In the case at bar plaintiff never had been engaged in the operation of cigar vending machines, although it had been engaged for a number of years in the tobacco business and in the operation of cigarette vending machines. Under the Weiss case, supra, the operation of cigar vending machines would constitute a "new business or venture" as distinguished from "one in actual operation", and accordingly, under the New Jersey law, loss of profits would not be an element of damages recoverable for breach of the contract.
Even if loss of prospective profits were recoverable under New Jersey law, I am of opinion that plaintiff's proofs have failed to establish what this loss would have been. Plaintiff's president produced a list of fifty locations from the operators of which its salesmen had allegedly procured verbal commitments to permit the installation of cigar vending machines. Plaintiff's president then offered, over the defendant's objection, opinion testimony, as an expert witness, as to the profits the cigar vending machines would have earned at these locations. He admitted, however, that he had no personal experience in the operation of cigar vending machines and that his opinion as to the number of cigars that would be sold was based upon what the operators of some fifteen or twenty stores had told him were their cigar sales from vending machines, and on the representations of the manufacturer of the machines. In the light of this admission, his testimony as to the prospective earnings of the machines at the locations for which they were intended can hardly be considered expert testimony and admissible as such as an exception to the hearsay rule.
I make the following conclusions of law:
1. The alleged contract on which this action has been brought called for delivery of the machines f.o.b. Newark, New Jersey, and hence the place of performance of defendant's promise was New Jersey.

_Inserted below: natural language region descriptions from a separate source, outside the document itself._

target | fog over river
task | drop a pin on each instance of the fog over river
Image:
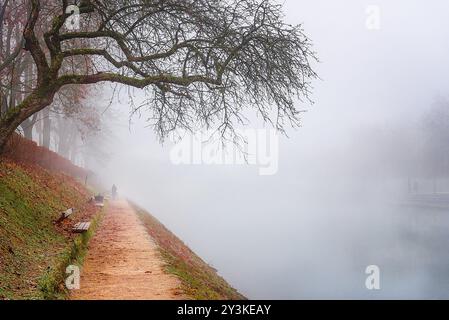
(340, 199)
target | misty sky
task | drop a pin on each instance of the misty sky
(292, 234)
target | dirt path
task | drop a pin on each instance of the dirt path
(123, 262)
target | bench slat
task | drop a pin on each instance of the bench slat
(81, 226)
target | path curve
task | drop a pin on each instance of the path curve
(123, 261)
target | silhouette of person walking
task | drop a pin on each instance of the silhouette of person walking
(114, 192)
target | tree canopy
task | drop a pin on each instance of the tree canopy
(201, 62)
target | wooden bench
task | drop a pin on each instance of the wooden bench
(66, 214)
(81, 227)
(99, 199)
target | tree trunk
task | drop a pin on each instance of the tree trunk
(46, 128)
(27, 128)
(14, 117)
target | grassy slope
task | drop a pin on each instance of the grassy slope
(33, 249)
(199, 280)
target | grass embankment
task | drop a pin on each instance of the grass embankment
(199, 280)
(34, 250)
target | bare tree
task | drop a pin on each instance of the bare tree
(201, 62)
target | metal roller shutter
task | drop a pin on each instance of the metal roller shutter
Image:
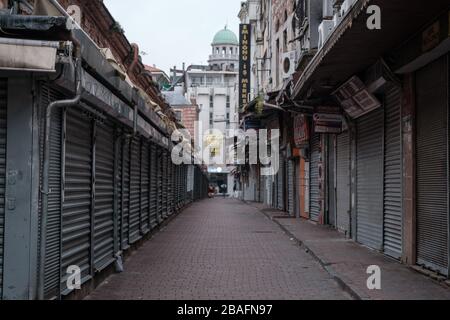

2. The law of the place of performance of a party's obligation under a contract governs the right to recover damages and the measure of recoverable damages for his failure to perform.
3. Under New Jersey law, loss of prospective profits in a new business or venture is not an element of damages recoverable upon breach of contract.
4. Under New Jersey law, the operation of cigar vending machines by plaintiff was a new business or venture within the meaning of this rule.
5. Plaintiff has failed to show by competent evidence the amount of profits it would have made from the operation of the cigar vending machines it ordered from the defendant.
6. Judgment is hereby entered for the defendant.